In the same way, any message about a Big Idea needs to have a landmark image or phrase that serves as an orientation point for listeners.  

  • If the Big Idea is tied to tradition, the contextual landmark can function as a familiar reference point and a trusted guidepost that points to the newer concepts on the horizon.  
  • If the Big Idea is a break with tradition and entirely new, the contextual landmark becomes a point of embarkation from which the audience can begin to explore the new landscape and develop positive associations.

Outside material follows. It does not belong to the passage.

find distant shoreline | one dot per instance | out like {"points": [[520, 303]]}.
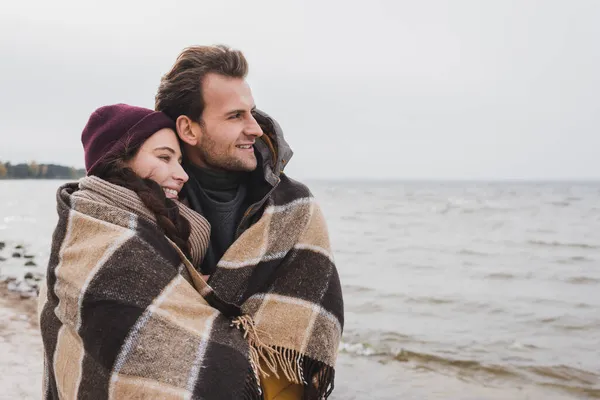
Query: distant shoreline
{"points": [[33, 170]]}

We just celebrated the 50th anniversary of one of the biggest of all Big Idea speeches.  As Dr. Martin Luther King Jr. addressed the masses convened at the Washington Mall, his landmark phrase was, "I have a dream."  The word "dream" kept rising up from the verbal architecture of his message, a defining feature that could not be ignored, a distinctive one-syllable mantra that took on a new and textured meaning as the crowd listened, spellbound. This is true, it said.  This is what we must understand together, it said.  This is where we must go.  

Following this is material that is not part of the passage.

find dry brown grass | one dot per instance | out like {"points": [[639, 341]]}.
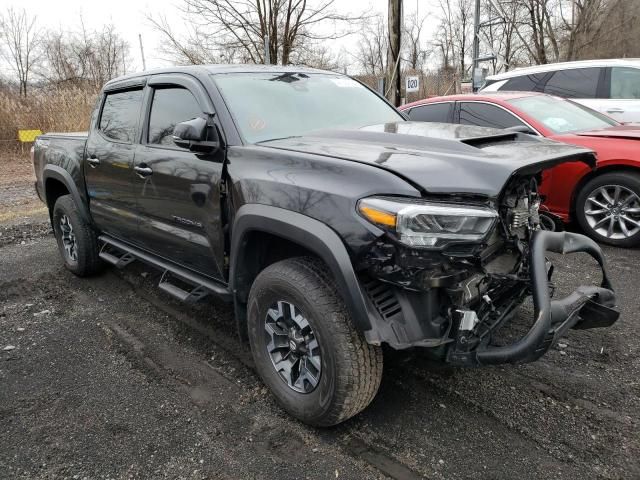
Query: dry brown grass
{"points": [[59, 110]]}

In the classic news photograph of that day, the throngs are shown listening to Dr. King with the Washington Monument looming in the background.  Stern, unbending, and blindingly white, up to that point it may have seemed to some to be a forbidding, exclusionary landmark: a symbol of power, a monument to the status quo.  But in that photograph, its background bulk is somehow transformed into a symbol of something new. This dream, Dr. King extolled, is for everyone.  This dream is a link to our past, and a promise for our future.  This dream is not about anyone needing to earn his equality.  It is about everyone needing to yearn for equality. 

Words, like monuments, can have enduring emotional power. 

Have you ever experienced a Big Idea expressed with words that seemed as big and powerful as marble edifices?  I have.

The Biggest Idea that I've ever encountered is one that I consider to be far bigger than Dr. King's dream -- in fact, Dr. King based his dream on it. And this, my personal Biggest of all Big Ideas, has as its key contextual landmark a word that is far simpler than "dream."  Its key contextual landmark word is actually just: "the Word."  

"And the Word became flesh, and dwelt among us..." those opening lines from the Gospel of John have stirred millions of hearts, and transformed millions of lives, throughout the centuries.  For me, they rise like a landmark pointing the way to deepest meaning and fulfillment.  They stand like a timeless archway through which I see, and comprehend, and navigate, my whole life.  

Yeah, the right words can do that.

What about your message?  It can make an impact as majestic as the Manhattan skyline... or it can seem as generic as the towers of Tampa.  Your choice.  

 If you have a Big Idea to convey, choose a landmark word, phrase, image or concept that can do it justice.  Make it one that can spark understanding, fuel purpose, and embed inspiration into your listeners.  Then inlay it into your message as a constant theme.  Approach it from different angles. Build more meaning into it each time you present it.  Craft it as the center point of your message of change. Don't merely use it as context to capture your listeners' attention.  Harness its symbolism to capture their hearts.   

 In the landscape of your message, what landmark will your listeners recognize  instantly, and know they have come home?